Agnico’s $130M Avenir to probe beyond gold

Agnico Eagle launches $130M Avenir unit for critical mineralsThe Canadian Malartic mine. (Image courtesy of former co-owner Yamana Gold.)

Canada’s Agnico Eagle Mines (TSX, NYSE:AEM) has launched a new subsidiary, Avenir Minerals, to manage and advance nearly $80 million in early-stage critical minerals investments. 

The Toronto-based gold miner plans to contribute $50 million in cash to fund the new company, it said in a release Wednesday accompanying quarterly results. Agnico retains a right of first refusal on future investment opportunities with the option to provide additional capital later.

Avenir is to evaluate and develop critical mineral opportunities outside Agnico’s core gold and copper operations. Operating as an independent and self-sustaining entity, it will pursue strategic partnerships and government support for critical mineral projects with a primary focus on Canada.

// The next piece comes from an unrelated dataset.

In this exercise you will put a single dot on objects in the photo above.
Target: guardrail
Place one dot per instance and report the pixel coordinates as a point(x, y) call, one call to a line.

The move follows Agnico’s $180 million investment earlier this week in Perpetua Resources (Nasdaq, TSX: PPTA), a U.S.-based gold and antimony producer developing the $1.3-billion Stibnite project in Idaho. The project, supported by Washington, aims to rebuild domestic supplies of critical minerals.

Third quarter

Agnico’s decision to fold its non-core investments into Avenir came alongside record third-quarter results, fuelled by higher gold prices and consistent output across its mines.

Agnico Eagle shares gained 3% to $161.69 apiece in New York on Thursday morning. The company’s market value stands at $80.4 billion.

The company reaffirmed its 2025 production and cost forecast. It reported net income of $1.06 billion, or $2.10 a share, for the quarter. Adjusted net income reached a record $1.09 billion, or $2.16 a share. Operating cash flow totalled $1.82 billion, with free cash flow of $1.19 billion.

BMO Capital Markets analysts described Agnico’s quarter as “solid,” noting production and sales exceeded expectations. “Projects are on track and guidance was reiterated, although unit costs could trend to the high end given gold pricing well above guidance levels,” analyst Matthew Murphy wrote.

Forecasts

The miner maintained its full-year production forecast of 3.3 million to 3.5 million oz. of gold, with costs expected to trend toward the higher end of its range due to increased royalties. Capital spending for 2025 is projected between $1.75 billion and $1.95 billion, excluding capitalized exploration of $290 million to $310 million.

“We delivered another quarter of strong and consistent operational performance, which translated into record financial results as higher gold prices continue to drive expanded margins,” president and CEO Ammar Al-Joundi said in a statement. “We are well on track to meet our full-year production and cost guidance, supported by disciplined cost management and a focus on productivity.”

Agnico ended the quarter with a strengthened balance sheet, holding $2.36 billion in cash and reducing long-term debt to $196 million, resulting in a net cash position of $2.16 billion as of Sept. 30. Moody’s upgraded its long-term issuer rating to A3 from Baa1 in August. The company declared a quarterly dividend of 40¢ a share and repurchased just over one million shares for $150 million.

Key projects

Development work continued across Agnico’s key growth assets, including Canadian Malartic, Detour Lake, Upper Beaver, Hope Bay, and San Nicolas.

At Canadian Malartic, shaft sinking and development of East Gouldie levels are advancing toward production in the second half of 2026, while drilling continues to extend mineralisation at depth.

The Detour Lake underground ramp advanced 259 metres in the quarter, and construction of the Upper Beaver shaft is set to begin in the fourth quarter.

Exploration at Hope Bay returned high-grade intercepts, including 16.9 grams gold per tonne over 4.6 metres and 12.7 grams over 9.3 metres in the Madrid deposit’s Patch 7 zone. At San Nicolas in Mexico, engineering for the feasibility study is expected to be 30% complete by year-end.